Al Hooten, a member of the rules advisory committee and the owner of Glass Alchemy Ltd., an art glass company based in North Portland, said a low-interest loan program wouldn't cost taxpayers anything and would help small businesses clean up their emissions.

"We agree on the ultimate goals," he said. "This process might not be perfect, but we are setting a precedent."

The DEQ defines small businesses as companies with fewer than 50 employees, a group that includes the two North Portland used-oil refiners whose air pollution has been linked to horrific odors and ill health, American Petroleum Environmental Services and Oil Re-Refining Co.

"Small companies can create big toxics," said Mary Lou Putman, a Hayden Island resident who lives near the two plants.

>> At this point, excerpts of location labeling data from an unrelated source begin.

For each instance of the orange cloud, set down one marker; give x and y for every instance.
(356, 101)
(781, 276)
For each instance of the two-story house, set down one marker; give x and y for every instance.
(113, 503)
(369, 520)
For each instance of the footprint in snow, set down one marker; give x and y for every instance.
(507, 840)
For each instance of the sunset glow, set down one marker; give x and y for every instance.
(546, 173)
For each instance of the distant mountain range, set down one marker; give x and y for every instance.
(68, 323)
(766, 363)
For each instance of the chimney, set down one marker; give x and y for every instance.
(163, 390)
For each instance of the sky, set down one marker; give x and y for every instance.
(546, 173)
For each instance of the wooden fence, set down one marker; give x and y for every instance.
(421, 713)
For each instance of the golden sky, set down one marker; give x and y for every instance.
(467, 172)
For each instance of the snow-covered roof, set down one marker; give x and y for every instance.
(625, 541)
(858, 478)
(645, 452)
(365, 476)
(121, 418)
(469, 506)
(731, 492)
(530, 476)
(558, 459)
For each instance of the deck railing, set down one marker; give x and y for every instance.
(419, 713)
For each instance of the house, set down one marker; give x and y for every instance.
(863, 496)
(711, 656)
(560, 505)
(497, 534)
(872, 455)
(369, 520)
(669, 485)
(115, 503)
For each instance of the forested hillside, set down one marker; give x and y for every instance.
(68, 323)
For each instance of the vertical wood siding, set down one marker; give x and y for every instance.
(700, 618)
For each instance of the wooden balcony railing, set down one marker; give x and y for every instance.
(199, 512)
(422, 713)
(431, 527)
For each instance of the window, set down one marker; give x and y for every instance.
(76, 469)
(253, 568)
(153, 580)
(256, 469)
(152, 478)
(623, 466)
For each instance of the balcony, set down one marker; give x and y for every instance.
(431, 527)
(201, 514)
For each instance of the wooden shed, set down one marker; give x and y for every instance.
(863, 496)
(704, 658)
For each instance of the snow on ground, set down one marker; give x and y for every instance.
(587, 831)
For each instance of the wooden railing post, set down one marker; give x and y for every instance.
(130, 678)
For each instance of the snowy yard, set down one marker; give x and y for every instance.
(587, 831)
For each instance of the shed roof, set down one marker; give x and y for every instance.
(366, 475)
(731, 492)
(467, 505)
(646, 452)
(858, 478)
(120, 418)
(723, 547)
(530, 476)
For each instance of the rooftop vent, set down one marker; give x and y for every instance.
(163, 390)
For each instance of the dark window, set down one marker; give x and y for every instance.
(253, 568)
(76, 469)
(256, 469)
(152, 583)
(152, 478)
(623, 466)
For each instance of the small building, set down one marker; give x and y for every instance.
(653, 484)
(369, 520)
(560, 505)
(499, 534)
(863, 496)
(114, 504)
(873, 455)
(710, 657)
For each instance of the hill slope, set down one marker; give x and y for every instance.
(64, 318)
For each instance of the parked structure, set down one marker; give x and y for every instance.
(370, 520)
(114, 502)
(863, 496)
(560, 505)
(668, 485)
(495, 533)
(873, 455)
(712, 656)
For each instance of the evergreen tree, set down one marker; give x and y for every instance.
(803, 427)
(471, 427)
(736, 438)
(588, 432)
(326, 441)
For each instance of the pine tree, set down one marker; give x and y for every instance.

The path toward developing the rules was blocked this summer when the Oregon Legislature, under heavy lobbying by industry groups, rejected the DEQ's request for $1.1 million to create the Cleaner Air Oregon program. The DEQ nevertheless found a way to finish the job without the extra money, although without it, agency officials said they had no money for such things as studies on fiscal impacts on small business. Ironically, industry leaders cited the DEQ's failure to conduct a rigorous fiscal analysis of those potential impacts in their criticism of the Cleaner Air Oregon regulations.

The DEQ expects to obtain future funding for the program from both the Legislature and the polluters.

Other criticism came from Ellen Porter, a committee member who is director of environmental affairs for Roseburg, a forest products company based in that Southern Oregon city. She sees the issue as "Portland vs. rural Oregon" and questioned whether the rules should apply to each part of the state equally.

"This is quite Portland-centric," Porter said. "I don't think you've reached out to rural Oregon. Applying such a rule to solve Portland's problems is going to create other problems for rural Oregon. We don't have the capacity to support those who are going to lose their jobs over this."

Applegate said urban and rural residents need clean air equally. "My heart goes out to rural Oregon," she said. "My family has long roots in Oregon. I come from rural Oregon, I farm in rural Oregon. This isn't rural or urban. That's a myth."